The Supreme Court said a definite opinion in the case could be given only if the suspected firearm is available for examination.
The Supreme Court has quashed the perjury proceedings initiated against a ballistic expert in the Jessica Lal murder case by the Delhi High Court in 2013 saying it was "unjust" to attribute any motive to him for changing his original stand.
A bench headed by Chief Justice TS Thakur, while clearing PS Manocha of the charge, said he has been consistent that a definite opinion in the case could be given only if the suspected firearm is available for examination.
"We fail to understand how the stand taken by appellant (Manocha) attracts the offence of perjury.
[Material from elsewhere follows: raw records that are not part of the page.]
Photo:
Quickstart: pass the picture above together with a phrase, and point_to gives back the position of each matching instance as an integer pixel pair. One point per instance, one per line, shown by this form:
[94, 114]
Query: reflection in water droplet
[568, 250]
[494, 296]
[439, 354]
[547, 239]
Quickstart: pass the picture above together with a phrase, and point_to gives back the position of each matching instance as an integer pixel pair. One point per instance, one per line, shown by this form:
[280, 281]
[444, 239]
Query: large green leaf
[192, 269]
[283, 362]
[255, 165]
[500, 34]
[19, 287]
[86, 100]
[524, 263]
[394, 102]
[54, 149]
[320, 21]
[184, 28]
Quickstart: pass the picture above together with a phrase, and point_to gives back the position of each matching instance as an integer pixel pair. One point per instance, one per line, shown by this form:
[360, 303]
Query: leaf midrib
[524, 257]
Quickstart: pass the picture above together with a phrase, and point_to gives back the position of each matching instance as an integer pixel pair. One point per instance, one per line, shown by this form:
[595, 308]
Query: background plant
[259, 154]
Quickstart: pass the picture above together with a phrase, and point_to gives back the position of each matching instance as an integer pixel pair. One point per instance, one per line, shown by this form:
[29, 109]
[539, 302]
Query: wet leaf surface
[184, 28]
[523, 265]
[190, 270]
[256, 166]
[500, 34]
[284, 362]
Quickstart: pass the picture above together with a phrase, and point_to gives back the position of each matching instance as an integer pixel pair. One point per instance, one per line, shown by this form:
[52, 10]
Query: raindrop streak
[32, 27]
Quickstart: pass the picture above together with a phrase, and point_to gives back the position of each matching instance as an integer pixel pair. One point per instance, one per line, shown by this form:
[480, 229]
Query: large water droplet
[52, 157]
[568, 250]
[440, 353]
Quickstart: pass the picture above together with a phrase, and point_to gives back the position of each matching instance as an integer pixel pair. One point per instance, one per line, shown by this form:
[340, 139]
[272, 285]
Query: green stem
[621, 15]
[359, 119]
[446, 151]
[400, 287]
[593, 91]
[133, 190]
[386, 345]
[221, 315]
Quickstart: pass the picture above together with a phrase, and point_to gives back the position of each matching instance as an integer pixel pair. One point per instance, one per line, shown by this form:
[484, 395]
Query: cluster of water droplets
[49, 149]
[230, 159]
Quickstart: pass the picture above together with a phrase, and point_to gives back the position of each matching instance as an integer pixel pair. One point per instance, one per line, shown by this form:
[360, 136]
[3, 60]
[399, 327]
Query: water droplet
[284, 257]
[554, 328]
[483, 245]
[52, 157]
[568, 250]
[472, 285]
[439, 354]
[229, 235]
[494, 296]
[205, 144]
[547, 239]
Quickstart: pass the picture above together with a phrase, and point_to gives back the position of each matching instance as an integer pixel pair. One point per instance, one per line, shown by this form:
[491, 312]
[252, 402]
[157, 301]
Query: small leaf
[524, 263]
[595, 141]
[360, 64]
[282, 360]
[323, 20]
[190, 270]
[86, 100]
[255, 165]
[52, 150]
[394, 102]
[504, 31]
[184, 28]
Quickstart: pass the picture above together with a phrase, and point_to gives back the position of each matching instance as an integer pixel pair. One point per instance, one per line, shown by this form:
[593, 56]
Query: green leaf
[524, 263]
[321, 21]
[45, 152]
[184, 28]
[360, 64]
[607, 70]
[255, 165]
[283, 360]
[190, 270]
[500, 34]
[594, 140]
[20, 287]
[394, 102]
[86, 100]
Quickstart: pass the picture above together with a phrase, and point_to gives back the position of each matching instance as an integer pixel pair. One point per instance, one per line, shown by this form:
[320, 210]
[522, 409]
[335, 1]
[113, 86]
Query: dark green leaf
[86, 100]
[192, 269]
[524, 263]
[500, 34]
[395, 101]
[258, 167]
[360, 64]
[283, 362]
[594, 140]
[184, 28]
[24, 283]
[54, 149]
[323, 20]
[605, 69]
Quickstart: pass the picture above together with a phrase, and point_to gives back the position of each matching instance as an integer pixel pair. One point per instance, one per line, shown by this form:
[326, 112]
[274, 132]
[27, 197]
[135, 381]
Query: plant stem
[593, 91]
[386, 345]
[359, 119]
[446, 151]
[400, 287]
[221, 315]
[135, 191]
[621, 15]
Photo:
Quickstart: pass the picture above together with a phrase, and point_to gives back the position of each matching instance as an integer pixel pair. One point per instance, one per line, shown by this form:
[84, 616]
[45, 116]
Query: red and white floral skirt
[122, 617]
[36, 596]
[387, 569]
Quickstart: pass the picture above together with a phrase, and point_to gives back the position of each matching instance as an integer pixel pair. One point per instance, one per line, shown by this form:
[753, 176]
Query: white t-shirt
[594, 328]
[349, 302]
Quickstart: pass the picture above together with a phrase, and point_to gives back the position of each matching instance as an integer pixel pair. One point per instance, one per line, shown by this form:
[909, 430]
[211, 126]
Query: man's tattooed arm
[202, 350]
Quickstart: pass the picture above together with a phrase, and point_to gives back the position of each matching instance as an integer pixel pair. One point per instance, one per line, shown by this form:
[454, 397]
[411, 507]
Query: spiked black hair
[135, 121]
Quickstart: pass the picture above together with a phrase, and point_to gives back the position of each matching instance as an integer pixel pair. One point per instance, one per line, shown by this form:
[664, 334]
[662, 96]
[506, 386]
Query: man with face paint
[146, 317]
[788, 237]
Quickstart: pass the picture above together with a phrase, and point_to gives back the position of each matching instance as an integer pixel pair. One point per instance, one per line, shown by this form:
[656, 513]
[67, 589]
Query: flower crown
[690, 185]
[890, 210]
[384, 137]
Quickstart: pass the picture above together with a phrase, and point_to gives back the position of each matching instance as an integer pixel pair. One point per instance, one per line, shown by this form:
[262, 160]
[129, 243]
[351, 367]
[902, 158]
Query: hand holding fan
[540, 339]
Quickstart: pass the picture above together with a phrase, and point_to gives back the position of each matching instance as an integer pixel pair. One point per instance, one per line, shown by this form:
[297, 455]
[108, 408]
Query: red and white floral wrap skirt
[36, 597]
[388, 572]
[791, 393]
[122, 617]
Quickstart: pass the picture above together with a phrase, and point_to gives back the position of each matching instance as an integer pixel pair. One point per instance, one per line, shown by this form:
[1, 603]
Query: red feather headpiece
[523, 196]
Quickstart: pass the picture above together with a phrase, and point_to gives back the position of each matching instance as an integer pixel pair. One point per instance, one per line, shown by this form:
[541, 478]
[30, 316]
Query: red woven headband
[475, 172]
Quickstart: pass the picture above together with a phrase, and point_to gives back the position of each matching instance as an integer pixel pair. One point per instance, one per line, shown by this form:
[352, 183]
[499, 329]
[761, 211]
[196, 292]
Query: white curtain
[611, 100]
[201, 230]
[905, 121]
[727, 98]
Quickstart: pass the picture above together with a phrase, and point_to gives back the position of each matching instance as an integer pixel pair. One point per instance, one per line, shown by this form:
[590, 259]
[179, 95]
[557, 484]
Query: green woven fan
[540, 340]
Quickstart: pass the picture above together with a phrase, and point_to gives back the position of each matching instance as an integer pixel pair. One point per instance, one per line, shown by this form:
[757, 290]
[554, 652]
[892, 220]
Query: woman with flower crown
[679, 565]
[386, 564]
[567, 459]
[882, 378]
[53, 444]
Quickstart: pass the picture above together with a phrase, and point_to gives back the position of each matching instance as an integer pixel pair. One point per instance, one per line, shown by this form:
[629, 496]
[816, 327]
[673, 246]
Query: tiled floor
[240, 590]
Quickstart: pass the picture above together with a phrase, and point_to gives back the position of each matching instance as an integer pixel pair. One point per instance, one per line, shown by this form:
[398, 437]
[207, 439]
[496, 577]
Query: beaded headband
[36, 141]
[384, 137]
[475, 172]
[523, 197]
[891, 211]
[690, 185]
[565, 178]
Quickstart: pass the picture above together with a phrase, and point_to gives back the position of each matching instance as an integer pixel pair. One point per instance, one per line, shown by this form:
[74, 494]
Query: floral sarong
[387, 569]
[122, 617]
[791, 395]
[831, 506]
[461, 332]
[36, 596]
The appellant has all through been consistent that as an expert, a definite opinion in the case could be given only if the suspected firearm is available for examination.
"It is nobody's case that scientifically an expert can give a definite opinion by only examining cartridges as to whether they have been fired from the same firearm. It was the trial court which insisted for an opinion without the presence of the firearm, and in that context only, the appellant gave the non-specific and indefinite opinion," the bench also comprising Justice Kurian Joseph said.
It observed that an expert, in such a situation, could not have given a different opinion and said, "It was unjust to attribute any motive to Mr Manocha that he changed his original stand in the written opinion."
"As a matter of fact, even in written opinion, appellant has clearly stated that a definite opinion in such a situation could be formed only with the examination of the suspected firearm, which we have already extracted in the beginning.
In his written statement, he had said that a conclusive opinion on the question was not possible in the absence of the firearm for testing in the laboratory while in his oral deposition before the trial court he said that the bullets appear to have been filed from different firearms.